A obesidade não aparece de um dia para o outro. Na maioria das vezes, ela se desenvolve aos poucos, com mudanças no corpo que nem sempre são percebidas no início.
Muita gente começa a desconfiar quando sente mais cansaço, dificuldade para manter o peso ou quando percebe que hábitos antigos já não funcionam mais.
Nesse momento, surge a dúvida: será que isso já é obesidade ou ainda é apenas um ganho de peso passageiro?
Quando é considerado obesidade?
A obesidade é definida quando há acúmulo de gordura corporal em níveis que podem afetar a saúde.
Um dos critérios mais usados para essa avaliação é o Índice de Massa Corporal (IMC). Ele relaciona peso e altura para dar uma estimativa geral.
De acordo com a Organização Mundial da Saúde (OMS), quando o IMC está entre 25 e 29,9, o paciente está com sobrepeso. Se o IMC está acima de 30 é obesidade.

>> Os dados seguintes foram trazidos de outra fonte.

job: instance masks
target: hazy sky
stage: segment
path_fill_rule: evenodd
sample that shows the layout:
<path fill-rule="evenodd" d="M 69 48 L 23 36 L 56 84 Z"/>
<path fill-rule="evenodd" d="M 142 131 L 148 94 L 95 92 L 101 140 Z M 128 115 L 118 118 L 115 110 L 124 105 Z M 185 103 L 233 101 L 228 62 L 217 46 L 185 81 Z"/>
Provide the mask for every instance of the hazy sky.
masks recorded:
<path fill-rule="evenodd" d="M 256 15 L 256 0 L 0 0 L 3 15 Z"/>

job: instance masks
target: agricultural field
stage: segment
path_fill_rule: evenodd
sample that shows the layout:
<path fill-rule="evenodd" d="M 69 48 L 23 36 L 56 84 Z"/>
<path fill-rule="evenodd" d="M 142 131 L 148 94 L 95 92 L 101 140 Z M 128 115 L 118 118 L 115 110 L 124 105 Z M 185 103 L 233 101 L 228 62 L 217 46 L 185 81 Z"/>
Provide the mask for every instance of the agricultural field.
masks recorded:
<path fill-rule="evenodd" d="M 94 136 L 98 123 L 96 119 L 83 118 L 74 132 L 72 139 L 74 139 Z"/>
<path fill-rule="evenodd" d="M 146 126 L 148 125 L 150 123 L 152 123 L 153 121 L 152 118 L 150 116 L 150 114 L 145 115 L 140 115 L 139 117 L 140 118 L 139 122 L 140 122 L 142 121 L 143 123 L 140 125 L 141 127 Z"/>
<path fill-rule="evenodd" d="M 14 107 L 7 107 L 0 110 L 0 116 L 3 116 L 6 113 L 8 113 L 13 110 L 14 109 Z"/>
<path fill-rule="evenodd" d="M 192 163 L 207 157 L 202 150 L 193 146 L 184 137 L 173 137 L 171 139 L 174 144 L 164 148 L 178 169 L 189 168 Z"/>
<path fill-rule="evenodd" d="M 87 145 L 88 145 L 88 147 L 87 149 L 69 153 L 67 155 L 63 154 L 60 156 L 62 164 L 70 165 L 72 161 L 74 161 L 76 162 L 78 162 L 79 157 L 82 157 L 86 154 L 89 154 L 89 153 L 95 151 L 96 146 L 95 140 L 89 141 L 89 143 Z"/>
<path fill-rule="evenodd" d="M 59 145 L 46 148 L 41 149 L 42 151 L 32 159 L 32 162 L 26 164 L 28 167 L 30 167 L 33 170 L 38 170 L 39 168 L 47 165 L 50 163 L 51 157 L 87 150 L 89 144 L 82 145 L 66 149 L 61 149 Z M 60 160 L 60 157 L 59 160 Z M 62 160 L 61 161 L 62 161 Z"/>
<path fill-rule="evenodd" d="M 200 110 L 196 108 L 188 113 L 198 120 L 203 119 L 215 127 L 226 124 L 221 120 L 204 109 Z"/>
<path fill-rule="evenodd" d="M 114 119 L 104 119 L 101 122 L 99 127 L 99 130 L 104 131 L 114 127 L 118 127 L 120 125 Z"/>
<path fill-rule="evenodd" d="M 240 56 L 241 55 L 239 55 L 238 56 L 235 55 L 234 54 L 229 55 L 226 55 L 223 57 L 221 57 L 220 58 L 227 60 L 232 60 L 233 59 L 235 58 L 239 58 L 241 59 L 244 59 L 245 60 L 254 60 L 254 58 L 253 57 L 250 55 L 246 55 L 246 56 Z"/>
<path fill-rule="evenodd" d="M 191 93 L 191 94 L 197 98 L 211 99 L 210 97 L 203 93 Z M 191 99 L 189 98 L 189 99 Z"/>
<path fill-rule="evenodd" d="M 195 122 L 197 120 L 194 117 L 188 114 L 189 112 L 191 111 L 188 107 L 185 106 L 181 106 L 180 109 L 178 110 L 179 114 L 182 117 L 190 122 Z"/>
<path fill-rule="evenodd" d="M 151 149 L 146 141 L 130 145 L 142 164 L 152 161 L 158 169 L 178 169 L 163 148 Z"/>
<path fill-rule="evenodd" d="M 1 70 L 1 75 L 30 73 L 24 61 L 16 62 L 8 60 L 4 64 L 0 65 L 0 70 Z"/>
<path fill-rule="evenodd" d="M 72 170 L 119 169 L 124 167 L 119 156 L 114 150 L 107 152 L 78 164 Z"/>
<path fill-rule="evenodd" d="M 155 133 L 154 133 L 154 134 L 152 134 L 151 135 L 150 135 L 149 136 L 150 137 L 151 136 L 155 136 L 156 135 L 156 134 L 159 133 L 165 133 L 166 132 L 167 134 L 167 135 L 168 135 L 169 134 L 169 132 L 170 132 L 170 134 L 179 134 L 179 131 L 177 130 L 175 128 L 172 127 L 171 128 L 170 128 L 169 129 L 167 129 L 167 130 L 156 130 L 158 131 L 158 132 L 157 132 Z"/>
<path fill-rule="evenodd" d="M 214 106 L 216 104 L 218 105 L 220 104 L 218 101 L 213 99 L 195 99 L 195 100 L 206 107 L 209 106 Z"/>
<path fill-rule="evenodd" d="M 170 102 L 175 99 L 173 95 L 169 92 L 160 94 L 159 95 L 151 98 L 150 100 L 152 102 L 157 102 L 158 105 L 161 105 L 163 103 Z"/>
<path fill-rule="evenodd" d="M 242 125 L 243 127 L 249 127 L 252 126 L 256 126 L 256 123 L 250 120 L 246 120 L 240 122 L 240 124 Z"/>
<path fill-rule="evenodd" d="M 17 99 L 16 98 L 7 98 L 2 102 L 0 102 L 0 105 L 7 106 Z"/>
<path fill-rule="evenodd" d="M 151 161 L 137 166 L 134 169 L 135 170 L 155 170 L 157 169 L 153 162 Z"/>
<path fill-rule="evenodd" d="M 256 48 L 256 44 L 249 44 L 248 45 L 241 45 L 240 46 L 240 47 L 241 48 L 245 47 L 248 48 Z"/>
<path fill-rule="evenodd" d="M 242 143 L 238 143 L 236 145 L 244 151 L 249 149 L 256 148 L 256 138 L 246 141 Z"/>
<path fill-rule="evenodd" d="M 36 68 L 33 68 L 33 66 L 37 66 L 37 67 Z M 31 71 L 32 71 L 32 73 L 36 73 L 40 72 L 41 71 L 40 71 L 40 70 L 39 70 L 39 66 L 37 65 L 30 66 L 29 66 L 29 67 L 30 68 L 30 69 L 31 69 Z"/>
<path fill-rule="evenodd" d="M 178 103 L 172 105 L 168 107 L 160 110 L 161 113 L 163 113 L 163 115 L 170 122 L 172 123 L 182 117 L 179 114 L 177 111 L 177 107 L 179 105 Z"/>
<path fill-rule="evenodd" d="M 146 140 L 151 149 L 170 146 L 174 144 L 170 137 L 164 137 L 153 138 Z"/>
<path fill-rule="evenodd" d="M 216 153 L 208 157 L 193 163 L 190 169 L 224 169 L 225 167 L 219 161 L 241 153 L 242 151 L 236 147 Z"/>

Esse cálculo não é o único fator considerado, mas serve como ponto de partida. Além do IMC, o médico também observa outros aspectos, como distribuição de gordura e histórico de saúde.
Como funciona o diagnóstico da condição
O diagnóstico da obesidade não se baseia apenas em um número. Ele envolve uma análise mais completa do corpo e dos hábitos da pessoa.
Durante a avaliação, o profissional pode considerar:
- histórico de peso;
- rotina alimentar;
- nível de atividade física;
- presença de outras condições de saúde.
Isso acontece porque duas pessoas com o mesmo IMC podem ter realidades diferentes. Por isso, tentar avaliar sozinho nem sempre dá uma resposta precisa.
O que a obesidade pode desencadear além do sobrepeso?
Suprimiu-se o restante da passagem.